We compare antemortem whole-blood to postmortem peripheral blood concentrations of methamphetamine and its metabolite amphetamine in three medical examiner cases. Antemortem specimens, initially screened positive for methamphetamine by ELISA, were subsequently confirmed, together with the postmortem specimens, by GC-MS analysis following solid-phase extraction. Methamphetamine peripheral blood to antemortem blood ratios averaged 1.51 (± 0.049; n = 3) and amphetamine peripheral blood to antemortem blood ratios averaged 1.50 (n = 2). These data show that postmortem redistribution occurs for both methamphetamine and amphetamine, revealing that postmortem blood concentrations are ∼1.5 times greater than antemortem concentrations. Furthermore, as both methamphetamine and amphetamine have previously been shown to have liver/peripheral blood (L/P) ratios of 5-8, it can be proposed that drugs displaying L/P ratios ranging from 5 to 10 may exhibit postmortem concentrations up to twice those concentrations circulating in blood before death.

Fatal fluoxetine intoxication with markedly elevated central blood, vitreous, and liver concentrations.

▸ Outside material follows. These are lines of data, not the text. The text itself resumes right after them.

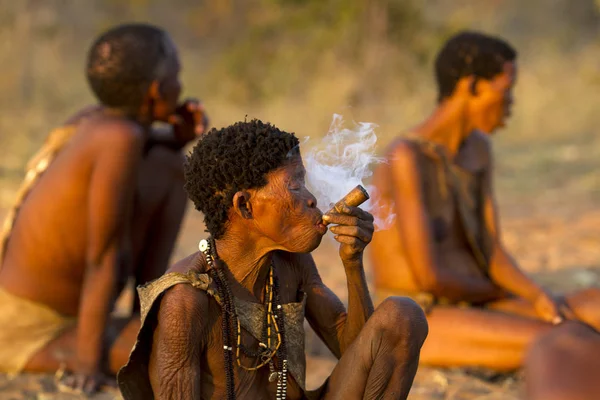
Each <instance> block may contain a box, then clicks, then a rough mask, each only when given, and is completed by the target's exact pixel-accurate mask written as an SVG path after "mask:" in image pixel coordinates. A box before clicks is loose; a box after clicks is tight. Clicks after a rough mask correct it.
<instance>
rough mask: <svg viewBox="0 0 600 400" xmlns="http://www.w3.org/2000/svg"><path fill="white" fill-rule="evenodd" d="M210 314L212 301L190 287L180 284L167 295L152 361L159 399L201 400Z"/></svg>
mask: <svg viewBox="0 0 600 400" xmlns="http://www.w3.org/2000/svg"><path fill="white" fill-rule="evenodd" d="M207 315H208V300H207V299H206V297H205V296H203V295H202V294H200V293H198V291H197V290H196V289H194V288H192V287H191V286H189V285H184V284H180V285H177V286H175V287H173V288H171V289H170V290H169V291H168V292H167V293H166V294H165V295H164V297H163V299H162V301H161V305H160V310H159V313H158V325H157V327H156V330H155V332H154V342H153V346H152V355H151V357H152V359H151V360H150V369H151V370H153V371H150V376H156V382H153V390H154V397H155V398H156V399H157V400H163V399H164V400H167V399H169V400H171V399H173V400H177V399H182V400H183V399H186V400H189V399H196V400H200V399H201V397H202V380H201V364H200V361H201V356H202V352H203V351H204V348H205V344H206V338H207V332H206V329H205V326H204V324H203V321H206V316H207Z"/></svg>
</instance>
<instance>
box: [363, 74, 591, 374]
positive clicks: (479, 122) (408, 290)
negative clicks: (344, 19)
mask: <svg viewBox="0 0 600 400" xmlns="http://www.w3.org/2000/svg"><path fill="white" fill-rule="evenodd" d="M515 76H516V66H515V65H514V63H506V64H505V66H504V72H503V73H501V74H499V75H497V76H496V77H494V78H492V79H491V80H489V81H487V80H483V79H479V80H477V81H476V82H474V80H473V78H472V77H465V78H463V79H461V80H460V81H459V82H458V85H457V88H456V90H455V92H454V93H453V95H452V96H450V97H449V98H446V99H444V100H443V101H442V102H441V103H440V104H439V105H438V107H437V108H436V109H435V111H434V112H433V114H432V115H431V116H430V117H429V118H428V119H427V120H426V121H424V122H423V123H422V124H421V125H419V126H417V127H416V128H415V129H413V130H412V132H414V133H415V134H417V135H420V136H422V137H423V138H425V139H427V140H430V141H433V142H435V143H437V144H439V145H441V146H443V147H444V148H445V149H446V151H447V154H448V156H449V158H450V160H452V162H453V163H454V164H455V165H457V166H459V167H460V168H462V170H464V171H467V172H468V173H469V174H470V175H471V176H472V177H473V182H474V187H475V188H476V189H475V190H477V191H478V196H476V197H478V198H482V199H483V204H482V215H481V218H482V222H483V223H484V224H485V226H486V227H487V230H488V232H489V233H490V235H491V240H492V246H493V256H492V259H491V262H490V265H489V277H488V276H486V275H485V274H483V273H482V272H481V270H480V269H479V268H478V265H477V262H476V259H475V256H474V254H473V252H472V250H471V248H470V246H469V244H468V241H467V238H466V235H465V233H464V231H463V228H462V224H461V222H460V219H459V217H458V214H457V213H458V208H457V205H456V203H455V202H454V199H453V198H452V197H451V196H450V198H448V199H447V201H446V202H445V203H444V205H443V206H444V207H445V208H444V211H443V215H444V217H443V218H442V219H441V220H439V219H436V220H434V219H433V218H432V215H431V213H432V210H427V209H426V207H425V203H424V188H425V185H426V181H425V178H424V177H423V176H422V170H421V168H422V167H421V166H422V164H421V163H420V161H419V157H418V153H417V152H418V150H417V148H416V147H415V146H414V145H413V144H412V143H410V142H409V141H407V140H404V139H398V140H396V141H395V142H394V143H392V144H391V145H390V147H389V148H388V149H387V158H388V159H389V160H390V162H389V163H388V164H383V165H382V166H381V167H380V168H379V169H378V170H377V171H376V172H375V175H374V183H375V185H376V187H377V189H378V190H379V192H380V193H381V195H382V197H383V205H384V206H385V205H386V204H387V206H390V207H392V206H393V207H395V209H394V211H395V212H396V214H397V215H396V222H395V226H394V227H393V228H392V229H389V230H386V231H381V232H377V233H376V234H375V236H374V239H373V249H372V250H373V251H372V252H371V254H372V259H373V266H374V272H375V274H374V275H375V285H376V289H377V290H380V291H381V292H383V293H385V294H389V293H395V292H396V293H397V292H400V293H415V292H427V293H431V294H433V295H435V296H436V297H445V298H447V299H449V300H450V301H451V302H453V303H458V302H461V301H465V302H469V303H472V304H476V305H479V306H480V307H477V308H460V307H456V306H453V305H448V306H441V305H440V306H434V307H433V309H432V310H431V312H430V313H429V314H428V322H429V326H430V335H429V337H428V340H427V342H426V343H425V345H424V347H423V351H422V353H421V361H422V362H423V363H424V364H430V365H436V366H444V367H446V366H472V365H475V366H483V367H488V368H492V369H496V370H500V371H504V370H513V369H516V368H518V367H520V366H521V365H522V362H523V357H524V354H525V351H526V349H527V347H528V346H529V345H530V344H531V343H532V341H533V340H534V339H535V338H537V337H538V336H539V335H540V334H542V333H544V332H546V331H548V330H550V329H551V328H552V326H553V324H556V323H560V322H561V321H564V320H565V319H579V320H582V321H585V322H587V323H589V324H592V325H593V326H596V327H600V324H599V322H600V307H597V306H596V305H599V304H600V292H599V291H598V290H595V289H590V290H588V291H585V292H580V293H575V294H573V295H570V296H567V297H565V298H557V297H554V296H553V295H552V294H550V293H548V292H547V291H545V290H544V289H543V288H541V287H539V286H538V285H537V284H536V283H534V282H533V281H532V280H531V279H530V278H529V277H527V276H526V275H525V274H524V273H523V272H522V271H521V270H520V269H519V267H518V265H517V263H516V262H515V260H514V259H513V258H512V257H511V256H510V254H509V253H508V252H507V251H506V249H505V248H504V245H503V243H502V238H501V234H500V231H499V227H498V218H497V214H498V212H497V206H496V199H495V194H494V190H493V183H492V175H493V162H492V153H491V143H490V137H489V134H491V133H492V132H494V131H495V130H496V129H497V128H499V127H501V126H503V125H504V119H505V118H506V117H507V116H508V115H510V106H511V104H512V87H513V85H514V80H515ZM473 86H474V88H473ZM473 89H474V90H473ZM392 202H393V203H392Z"/></svg>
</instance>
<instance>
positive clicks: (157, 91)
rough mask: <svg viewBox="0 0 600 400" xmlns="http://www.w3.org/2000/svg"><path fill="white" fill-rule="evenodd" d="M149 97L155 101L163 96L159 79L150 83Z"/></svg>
mask: <svg viewBox="0 0 600 400" xmlns="http://www.w3.org/2000/svg"><path fill="white" fill-rule="evenodd" d="M148 97H149V98H150V99H151V100H154V101H156V100H158V99H160V98H161V97H162V96H161V90H160V82H159V81H157V80H153V81H152V83H151V84H150V87H148Z"/></svg>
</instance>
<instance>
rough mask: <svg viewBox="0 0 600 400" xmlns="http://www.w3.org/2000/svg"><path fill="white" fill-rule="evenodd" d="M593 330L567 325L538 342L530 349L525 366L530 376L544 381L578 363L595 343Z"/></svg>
mask: <svg viewBox="0 0 600 400" xmlns="http://www.w3.org/2000/svg"><path fill="white" fill-rule="evenodd" d="M594 336H595V335H594V334H593V332H592V330H591V329H590V328H589V327H587V326H585V325H582V324H579V323H571V322H569V323H566V324H565V325H563V326H561V327H558V328H555V329H553V330H551V331H550V332H548V333H546V334H545V335H543V336H541V337H540V338H539V339H538V340H536V341H535V342H534V343H533V344H532V345H531V347H530V348H529V349H528V351H527V354H526V357H525V365H526V369H527V372H528V375H530V376H531V377H532V379H537V378H538V377H539V376H540V375H542V376H543V379H542V380H544V381H548V380H549V381H552V379H549V378H550V377H551V376H552V375H553V374H555V373H557V372H558V371H562V370H563V369H564V366H565V364H567V363H571V362H576V361H577V360H578V358H581V356H585V354H586V353H587V352H588V351H587V350H586V348H587V347H588V346H590V345H593V343H594V342H595V340H594V339H595V338H594Z"/></svg>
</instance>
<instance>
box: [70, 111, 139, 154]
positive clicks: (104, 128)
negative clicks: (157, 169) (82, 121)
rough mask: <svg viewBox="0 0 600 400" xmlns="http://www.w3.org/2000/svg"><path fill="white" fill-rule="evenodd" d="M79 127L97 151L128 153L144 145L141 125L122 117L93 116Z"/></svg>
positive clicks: (103, 151)
mask: <svg viewBox="0 0 600 400" xmlns="http://www.w3.org/2000/svg"><path fill="white" fill-rule="evenodd" d="M80 129H82V130H84V131H85V135H86V136H88V137H89V138H90V139H91V140H92V142H93V144H94V148H95V149H96V150H97V151H99V152H104V151H110V152H112V153H113V154H115V155H117V154H120V153H130V152H132V151H137V150H141V149H142V147H143V145H144V132H143V130H142V127H140V126H139V125H138V124H136V123H134V122H132V121H128V120H126V119H123V118H94V119H92V120H89V121H86V122H85V123H83V124H82V126H81V127H80Z"/></svg>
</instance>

Since being introduced into clinical practice 20 years ago, fluoxetine, a serotonin-reuptake inhibitor, has remained one of the most popular antidepressants prescribed in the United States. Upon reviewing the literature, the highest reported postmortem central blood fluoxetine and norfluoxetine concentrations are 22 and 6.8 mg/L, respectively, and reported liver fluoxetine and norfluoxetine concentrations are 29-128 and 17 mg/kg, respectively. A 31-year-old female with convulsive activity was found at home by her husband. Emergency services was contacted, and responders found the patient unresponsive with agonal respirations, a pulse of 20 bpm, and no measurable blood pressure. Despite all resuscitative efforts, the patient expired. Postmortem analyses revealed concentrations of 33 mg/L fluoxetine and 12 mg/L norfluoxetine in central blood and 400 mg/kg fluoxetine and 460 mg/kg norfluoxetine in liver. Vitreous fluoxetine and norfluoxetine concentrations were 5.2 and 2.2 mg/L, respectively. Utilizing a sensitive and specific analytical procedure, we report the highest recorded central blood and liver fluoxetine and norfluoxetine concentrations.